In truth, climate change is the lesser of the two threats facing Wales.  This is because the most likely – unforeseen – consequence of UK government energy “policy” is that Britain will be the first zero-carbon country in Europe… and not in a good way!  The closure of the remaining coal fired power stations is gathering pace; not least because energy companies have little incentive to continue maintaining them, knowing that they will soon close anyway.  Osborne’s version of the Taj Mahal in North Somerset looks unlikely to ever secure sufficient capital investment to make it work.  Engineers point out that Britain lacks the skills and resources to build anywhere near the number of gas fired power stations required.  Even if some new gas power stations are built, the experience of hydraulic fracturing elsewhere in Europe suggests that the UK will be hard pressed to deliver any economically viable shale gas to run them.  So by 2025, there is every chance that Britain will be left with a handful of aging – and presumably increasingly risky – nukes, the current fleet of gas power stations, and the inadequate handful of wind and solar farms that the Nimbys were unable to stop.

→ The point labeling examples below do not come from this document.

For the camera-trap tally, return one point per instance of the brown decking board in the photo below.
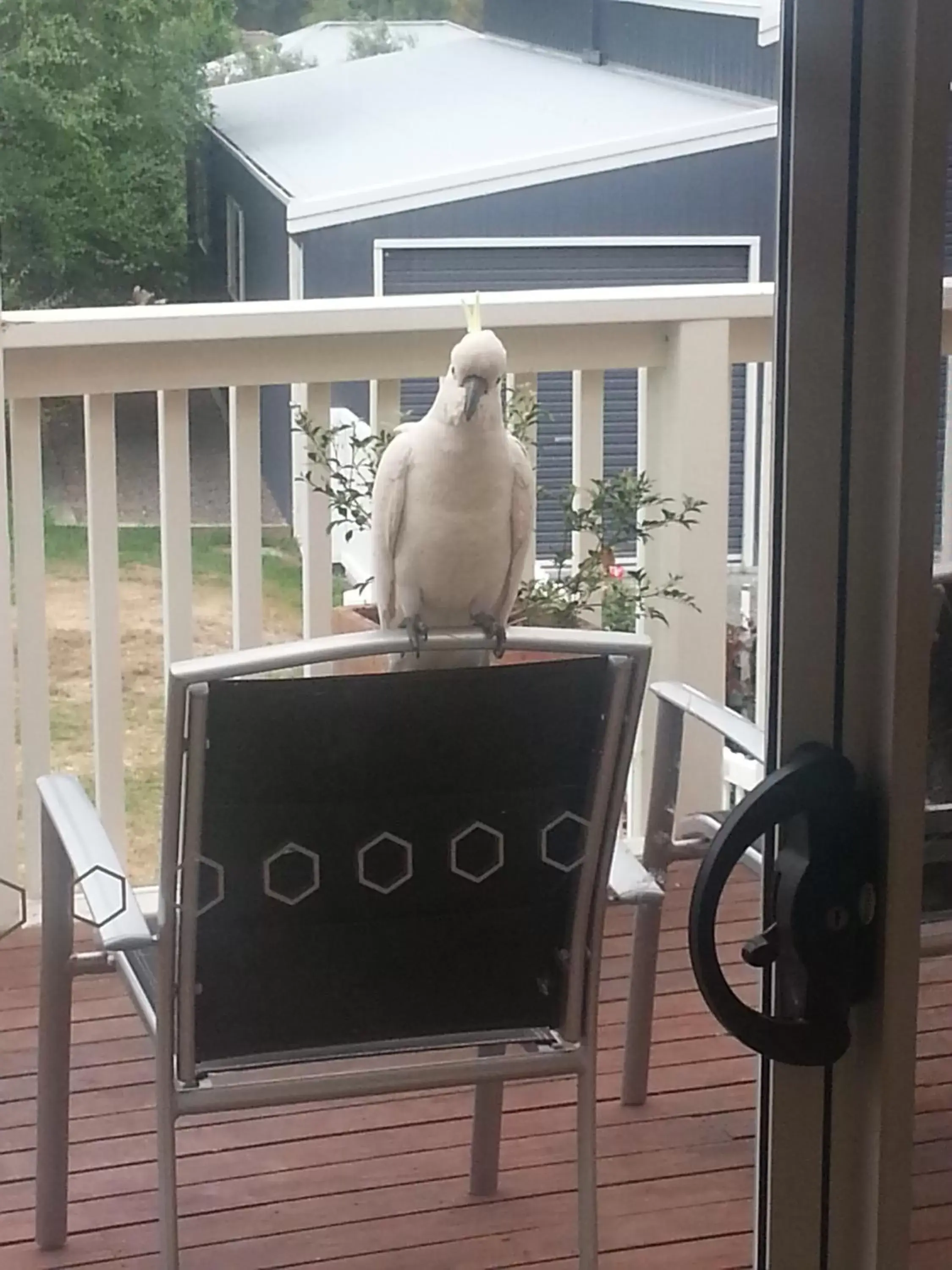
(380, 1184)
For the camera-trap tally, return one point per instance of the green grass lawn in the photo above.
(141, 620)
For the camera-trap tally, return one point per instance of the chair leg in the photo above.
(641, 1004)
(165, 1157)
(168, 1193)
(54, 1044)
(487, 1132)
(588, 1168)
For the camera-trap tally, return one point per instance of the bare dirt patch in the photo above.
(70, 684)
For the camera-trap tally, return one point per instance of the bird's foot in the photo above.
(418, 632)
(492, 629)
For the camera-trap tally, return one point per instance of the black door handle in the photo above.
(818, 916)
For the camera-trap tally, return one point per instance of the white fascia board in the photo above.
(743, 129)
(259, 174)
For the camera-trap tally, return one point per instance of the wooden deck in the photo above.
(381, 1184)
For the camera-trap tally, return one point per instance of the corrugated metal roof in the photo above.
(470, 117)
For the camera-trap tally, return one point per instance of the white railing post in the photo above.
(765, 536)
(176, 525)
(385, 406)
(9, 900)
(315, 541)
(102, 520)
(528, 383)
(245, 483)
(588, 398)
(687, 451)
(32, 654)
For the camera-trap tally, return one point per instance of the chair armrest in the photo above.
(112, 902)
(733, 727)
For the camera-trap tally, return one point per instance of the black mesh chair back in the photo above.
(390, 860)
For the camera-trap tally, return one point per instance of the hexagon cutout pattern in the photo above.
(291, 874)
(211, 884)
(21, 893)
(564, 841)
(385, 864)
(116, 883)
(478, 853)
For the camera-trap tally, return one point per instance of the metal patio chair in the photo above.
(404, 872)
(688, 839)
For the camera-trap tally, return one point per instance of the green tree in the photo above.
(99, 106)
(275, 16)
(468, 12)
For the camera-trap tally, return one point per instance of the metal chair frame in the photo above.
(77, 851)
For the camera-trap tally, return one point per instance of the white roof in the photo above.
(470, 117)
(329, 42)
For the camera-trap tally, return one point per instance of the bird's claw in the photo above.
(417, 630)
(492, 629)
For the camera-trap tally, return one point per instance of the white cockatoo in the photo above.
(454, 510)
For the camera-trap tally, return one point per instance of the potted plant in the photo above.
(619, 515)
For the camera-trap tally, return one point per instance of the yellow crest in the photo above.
(473, 315)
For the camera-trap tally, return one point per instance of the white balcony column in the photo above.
(527, 383)
(9, 897)
(176, 525)
(245, 486)
(385, 406)
(315, 540)
(588, 398)
(102, 517)
(299, 441)
(687, 451)
(32, 653)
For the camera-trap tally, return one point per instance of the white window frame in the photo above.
(235, 248)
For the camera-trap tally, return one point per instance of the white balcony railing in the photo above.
(683, 338)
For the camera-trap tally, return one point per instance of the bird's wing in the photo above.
(522, 519)
(386, 521)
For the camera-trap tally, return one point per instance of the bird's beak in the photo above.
(476, 388)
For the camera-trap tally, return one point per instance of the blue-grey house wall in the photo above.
(719, 192)
(266, 279)
(726, 192)
(705, 47)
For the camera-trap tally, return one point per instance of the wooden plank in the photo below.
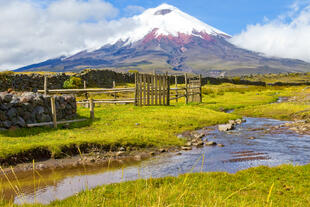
(144, 89)
(148, 80)
(54, 114)
(108, 101)
(136, 89)
(114, 86)
(86, 94)
(152, 89)
(91, 109)
(59, 122)
(164, 90)
(200, 89)
(45, 85)
(124, 99)
(86, 90)
(186, 87)
(168, 89)
(159, 89)
(156, 88)
(176, 86)
(140, 89)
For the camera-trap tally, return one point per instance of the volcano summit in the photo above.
(167, 39)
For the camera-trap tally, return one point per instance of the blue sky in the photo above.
(36, 30)
(230, 16)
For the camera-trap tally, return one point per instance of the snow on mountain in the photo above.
(166, 20)
(167, 39)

The real crisis facing Wales – the one so dramatically exposed with the loss of 750 jobs at Tata Steel – is the coming energy crunch.  The solution to it is, in fact, the same one set out in A Smarter Energy Future for Wales.  The only difference is that we need urgent action; taking advantage of today’s historically low interest rates and the current oversupply of oil to deploy a new renewable energy and energy storage infrastructure, together with an energy-efficient economy by 2025.

With energy security barely getting a mention, while health and education are shaping up to be the big issues in the Welsh Election in May, we might perhaps want to ask candidates whether they think it is going to be possible to run our schools and hospitals without electricity.